President Biden is expected to announce a sweeping executive action intended to crack down on illegal border crossings.
Why it matters: The drastic move has been months in the making and marks a striking shift in the administration toward embracing tougher measures at the border.
Driving the news: Biden, who Republicans have cast as responsible for a rise in border crossings, is expected to announce and sign the executive order sometime Tuesday at the White House, accompanied by South Texas mayors.
- The administration has been reaching out to and briefing several border area mayors and members of Congress in recent days, multiple sources confirmed to Axios.
Zoom in: The order will rely on part of the U.S. code called 212(f). It will enable border officials to quickly turn back migrants who illegally cross the border — without a chance at asylum — when border crossings meet a certain threshold.
- This asylum shutdown would occur once illegal border crossings reach an average of 2,500 a day, the AP first reported and sources familiar confirmed to Axios. The restrictions are expected to go into effect immediately once the order is final.
- Government officials had discussed capping the number at 4,000 or 5,000 average crossings a day in earlier months.
- The order mirrors a bipartisan border deal struck earlier this year, which Republicans killed at the direction of former President Trump. Trump is aiming to again focus his presidential campaign on the border issue, which ranks high among concerns for voters.
- The implementation of the order will heavily rely on cooperation from Mexico — which just held elections on Sunday, and will soon inaugurate the nation's first woman president.

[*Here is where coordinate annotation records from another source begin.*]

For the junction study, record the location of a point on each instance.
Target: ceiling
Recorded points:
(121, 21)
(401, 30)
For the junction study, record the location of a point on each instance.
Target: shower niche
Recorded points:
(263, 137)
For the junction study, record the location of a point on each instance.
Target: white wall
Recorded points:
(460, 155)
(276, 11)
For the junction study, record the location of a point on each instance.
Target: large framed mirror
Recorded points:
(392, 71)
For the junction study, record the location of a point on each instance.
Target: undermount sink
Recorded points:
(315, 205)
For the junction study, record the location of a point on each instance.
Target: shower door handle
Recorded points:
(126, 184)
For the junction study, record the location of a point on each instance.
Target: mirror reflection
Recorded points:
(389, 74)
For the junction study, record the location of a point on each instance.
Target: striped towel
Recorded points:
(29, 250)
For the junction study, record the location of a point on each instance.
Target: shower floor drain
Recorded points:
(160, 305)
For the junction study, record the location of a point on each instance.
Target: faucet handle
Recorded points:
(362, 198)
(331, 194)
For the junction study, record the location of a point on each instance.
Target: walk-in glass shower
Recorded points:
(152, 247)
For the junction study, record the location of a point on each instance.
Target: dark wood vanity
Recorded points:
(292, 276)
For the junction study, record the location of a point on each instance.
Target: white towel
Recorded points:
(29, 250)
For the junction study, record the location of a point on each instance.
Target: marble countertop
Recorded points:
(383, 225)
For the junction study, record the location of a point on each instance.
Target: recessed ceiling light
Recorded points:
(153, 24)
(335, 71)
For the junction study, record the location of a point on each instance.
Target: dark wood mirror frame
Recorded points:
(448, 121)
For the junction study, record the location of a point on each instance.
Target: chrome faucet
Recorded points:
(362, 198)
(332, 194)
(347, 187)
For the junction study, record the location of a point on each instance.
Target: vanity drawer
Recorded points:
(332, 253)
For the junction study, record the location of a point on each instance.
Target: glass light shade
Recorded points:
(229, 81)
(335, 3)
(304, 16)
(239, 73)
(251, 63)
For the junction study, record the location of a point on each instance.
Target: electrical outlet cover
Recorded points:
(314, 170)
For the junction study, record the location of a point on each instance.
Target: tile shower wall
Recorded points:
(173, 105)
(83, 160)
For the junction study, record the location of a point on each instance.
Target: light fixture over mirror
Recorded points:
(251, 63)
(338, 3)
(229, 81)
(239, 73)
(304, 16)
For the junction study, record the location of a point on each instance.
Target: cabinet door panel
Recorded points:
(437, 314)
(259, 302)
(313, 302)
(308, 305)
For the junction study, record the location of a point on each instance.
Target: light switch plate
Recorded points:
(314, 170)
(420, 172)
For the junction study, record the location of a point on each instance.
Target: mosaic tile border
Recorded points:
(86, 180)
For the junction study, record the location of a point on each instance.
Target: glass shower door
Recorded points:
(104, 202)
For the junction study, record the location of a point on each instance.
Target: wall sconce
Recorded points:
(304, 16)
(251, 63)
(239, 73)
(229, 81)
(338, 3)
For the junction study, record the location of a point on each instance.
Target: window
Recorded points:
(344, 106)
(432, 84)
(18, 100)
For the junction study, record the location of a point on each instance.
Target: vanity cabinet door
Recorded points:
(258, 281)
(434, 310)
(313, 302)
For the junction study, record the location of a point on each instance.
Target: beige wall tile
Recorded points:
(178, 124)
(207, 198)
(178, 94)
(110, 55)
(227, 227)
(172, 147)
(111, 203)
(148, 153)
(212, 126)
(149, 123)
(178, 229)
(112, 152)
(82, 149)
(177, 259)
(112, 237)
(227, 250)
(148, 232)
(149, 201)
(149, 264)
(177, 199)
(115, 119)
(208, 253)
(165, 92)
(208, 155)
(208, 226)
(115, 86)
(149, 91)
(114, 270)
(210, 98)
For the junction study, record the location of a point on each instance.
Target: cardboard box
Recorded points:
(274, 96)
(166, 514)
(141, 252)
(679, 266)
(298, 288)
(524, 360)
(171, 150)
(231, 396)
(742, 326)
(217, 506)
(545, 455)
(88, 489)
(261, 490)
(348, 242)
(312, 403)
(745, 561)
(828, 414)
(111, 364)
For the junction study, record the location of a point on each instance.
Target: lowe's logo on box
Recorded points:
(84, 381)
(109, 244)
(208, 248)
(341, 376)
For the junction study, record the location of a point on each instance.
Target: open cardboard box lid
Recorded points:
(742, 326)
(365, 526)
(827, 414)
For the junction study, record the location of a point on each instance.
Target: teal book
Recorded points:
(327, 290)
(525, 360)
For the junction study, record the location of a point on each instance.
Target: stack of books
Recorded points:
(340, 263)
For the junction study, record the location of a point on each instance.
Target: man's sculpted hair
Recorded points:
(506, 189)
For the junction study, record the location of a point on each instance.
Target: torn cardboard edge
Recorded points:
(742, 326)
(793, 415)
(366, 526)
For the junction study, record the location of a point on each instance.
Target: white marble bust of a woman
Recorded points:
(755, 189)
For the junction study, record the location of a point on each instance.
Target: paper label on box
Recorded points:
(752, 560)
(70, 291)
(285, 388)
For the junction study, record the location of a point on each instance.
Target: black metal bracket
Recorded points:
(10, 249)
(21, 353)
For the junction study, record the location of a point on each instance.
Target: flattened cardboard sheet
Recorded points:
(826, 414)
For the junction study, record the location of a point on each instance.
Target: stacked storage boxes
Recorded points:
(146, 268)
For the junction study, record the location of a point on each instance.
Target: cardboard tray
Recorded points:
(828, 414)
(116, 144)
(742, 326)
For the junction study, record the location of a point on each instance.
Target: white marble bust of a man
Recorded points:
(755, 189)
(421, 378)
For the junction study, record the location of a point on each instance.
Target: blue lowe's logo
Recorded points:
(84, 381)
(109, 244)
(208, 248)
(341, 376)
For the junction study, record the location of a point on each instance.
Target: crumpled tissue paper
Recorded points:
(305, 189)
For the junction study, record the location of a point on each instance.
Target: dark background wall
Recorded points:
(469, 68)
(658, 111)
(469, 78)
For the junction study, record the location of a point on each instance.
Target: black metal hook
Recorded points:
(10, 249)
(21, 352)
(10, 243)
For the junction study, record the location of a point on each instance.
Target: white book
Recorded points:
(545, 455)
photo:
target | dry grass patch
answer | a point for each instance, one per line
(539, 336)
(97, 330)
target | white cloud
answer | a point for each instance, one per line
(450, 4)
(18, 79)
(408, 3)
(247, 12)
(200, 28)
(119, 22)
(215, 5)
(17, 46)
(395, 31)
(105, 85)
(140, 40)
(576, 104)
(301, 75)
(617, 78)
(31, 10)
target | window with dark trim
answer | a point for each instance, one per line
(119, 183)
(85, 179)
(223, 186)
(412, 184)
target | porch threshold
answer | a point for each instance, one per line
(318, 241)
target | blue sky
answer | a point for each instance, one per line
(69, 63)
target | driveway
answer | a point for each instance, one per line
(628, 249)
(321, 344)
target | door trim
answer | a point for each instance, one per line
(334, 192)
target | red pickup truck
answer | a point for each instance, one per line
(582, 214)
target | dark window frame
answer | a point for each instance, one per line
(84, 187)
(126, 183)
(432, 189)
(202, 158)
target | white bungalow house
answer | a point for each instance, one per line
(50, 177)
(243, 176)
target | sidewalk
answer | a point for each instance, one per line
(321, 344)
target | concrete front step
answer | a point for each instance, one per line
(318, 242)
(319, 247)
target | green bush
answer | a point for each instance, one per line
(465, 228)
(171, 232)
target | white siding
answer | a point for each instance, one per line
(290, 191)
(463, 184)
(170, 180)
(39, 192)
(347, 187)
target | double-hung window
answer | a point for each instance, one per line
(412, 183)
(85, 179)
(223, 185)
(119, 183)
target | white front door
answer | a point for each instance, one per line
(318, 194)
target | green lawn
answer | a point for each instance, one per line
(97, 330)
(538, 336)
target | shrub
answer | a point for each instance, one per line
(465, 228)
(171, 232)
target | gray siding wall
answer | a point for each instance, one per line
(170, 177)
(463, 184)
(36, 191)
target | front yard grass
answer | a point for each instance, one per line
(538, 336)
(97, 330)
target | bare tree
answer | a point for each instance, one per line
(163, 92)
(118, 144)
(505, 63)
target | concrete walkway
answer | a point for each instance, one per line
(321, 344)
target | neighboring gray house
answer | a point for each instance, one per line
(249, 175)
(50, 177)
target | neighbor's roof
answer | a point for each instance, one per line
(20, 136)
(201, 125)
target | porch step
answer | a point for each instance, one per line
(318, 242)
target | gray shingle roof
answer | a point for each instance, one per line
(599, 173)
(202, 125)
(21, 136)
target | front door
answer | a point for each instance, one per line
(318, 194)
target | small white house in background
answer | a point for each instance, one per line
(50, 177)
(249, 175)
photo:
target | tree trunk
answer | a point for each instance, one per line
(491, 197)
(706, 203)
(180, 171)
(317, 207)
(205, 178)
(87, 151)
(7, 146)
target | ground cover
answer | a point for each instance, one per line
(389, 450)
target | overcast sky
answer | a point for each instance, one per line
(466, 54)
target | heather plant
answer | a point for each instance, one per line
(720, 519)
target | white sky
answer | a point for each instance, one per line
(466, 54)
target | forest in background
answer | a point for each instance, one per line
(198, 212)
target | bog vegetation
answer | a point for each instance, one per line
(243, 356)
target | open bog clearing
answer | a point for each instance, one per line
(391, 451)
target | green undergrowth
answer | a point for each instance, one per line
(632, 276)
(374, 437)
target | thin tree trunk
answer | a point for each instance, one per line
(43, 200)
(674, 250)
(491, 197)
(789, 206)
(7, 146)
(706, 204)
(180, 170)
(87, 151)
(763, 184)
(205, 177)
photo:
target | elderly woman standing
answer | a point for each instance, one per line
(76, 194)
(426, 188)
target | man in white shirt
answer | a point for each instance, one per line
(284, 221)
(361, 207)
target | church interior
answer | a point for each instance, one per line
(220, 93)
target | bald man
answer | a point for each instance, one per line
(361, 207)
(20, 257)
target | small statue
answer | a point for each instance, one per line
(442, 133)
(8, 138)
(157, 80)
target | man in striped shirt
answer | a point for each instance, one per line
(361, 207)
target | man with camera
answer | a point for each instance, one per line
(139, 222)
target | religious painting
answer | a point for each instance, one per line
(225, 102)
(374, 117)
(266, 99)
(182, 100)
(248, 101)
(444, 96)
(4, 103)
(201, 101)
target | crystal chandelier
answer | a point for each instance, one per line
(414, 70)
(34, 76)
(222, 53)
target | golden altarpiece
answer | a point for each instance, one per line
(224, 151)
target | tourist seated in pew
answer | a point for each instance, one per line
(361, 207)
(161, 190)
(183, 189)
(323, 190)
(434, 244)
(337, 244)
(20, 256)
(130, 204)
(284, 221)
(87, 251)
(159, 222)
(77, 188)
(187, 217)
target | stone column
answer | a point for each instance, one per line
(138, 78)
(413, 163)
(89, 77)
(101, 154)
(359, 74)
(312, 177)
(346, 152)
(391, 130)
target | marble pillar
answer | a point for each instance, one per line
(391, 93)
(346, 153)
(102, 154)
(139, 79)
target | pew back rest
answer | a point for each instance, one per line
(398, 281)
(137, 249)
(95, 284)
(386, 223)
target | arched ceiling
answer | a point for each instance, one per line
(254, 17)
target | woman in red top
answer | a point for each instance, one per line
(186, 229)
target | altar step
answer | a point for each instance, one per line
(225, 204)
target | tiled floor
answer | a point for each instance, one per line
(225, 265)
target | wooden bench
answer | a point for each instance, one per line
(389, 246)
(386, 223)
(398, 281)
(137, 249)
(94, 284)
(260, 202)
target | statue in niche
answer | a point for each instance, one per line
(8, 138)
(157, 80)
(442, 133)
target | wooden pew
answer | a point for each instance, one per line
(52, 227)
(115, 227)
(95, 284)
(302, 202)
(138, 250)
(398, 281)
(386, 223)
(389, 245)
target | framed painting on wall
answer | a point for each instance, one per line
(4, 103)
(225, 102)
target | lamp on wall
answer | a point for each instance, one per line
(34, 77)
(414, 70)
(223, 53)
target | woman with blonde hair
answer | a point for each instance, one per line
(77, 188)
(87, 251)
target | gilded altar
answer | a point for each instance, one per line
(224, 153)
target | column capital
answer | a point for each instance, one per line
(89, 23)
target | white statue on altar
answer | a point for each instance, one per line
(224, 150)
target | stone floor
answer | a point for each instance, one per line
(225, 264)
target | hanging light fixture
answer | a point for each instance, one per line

What they're saying: "While Congressional Republicans chose to stand in the way of additional border enforcement, President Biden will not stop fighting to deliver the resources that border and immigration personnel need to secure our border," a White House spokesperson said in a statement.
- "I've been briefed on the pending executive order. I certainly support it because I've been advocating for these measures for years. While the order is yet to be released, I am supportive of the details provided to me thus far," Rep. Henry Cuellar (D-Tex.), who has long pushed the Biden administration to embrace tougher actions, told Axios.
What to watch: The action is expected to face rapid legal action.
- "We will need to see the EO before making any litigation decisions," said Lee Gelernt, an ACLU attorney who has led several high-profile immigration cases in recent years.
- "[A]ny policy that effectively ends asylum protection for people fleeing danger would raise significant legal problems, as it did when Trump tried to end asylum," Gelernt added.
Editor's note: This article has been updated with additional reporting and new information on potential border crossing limits.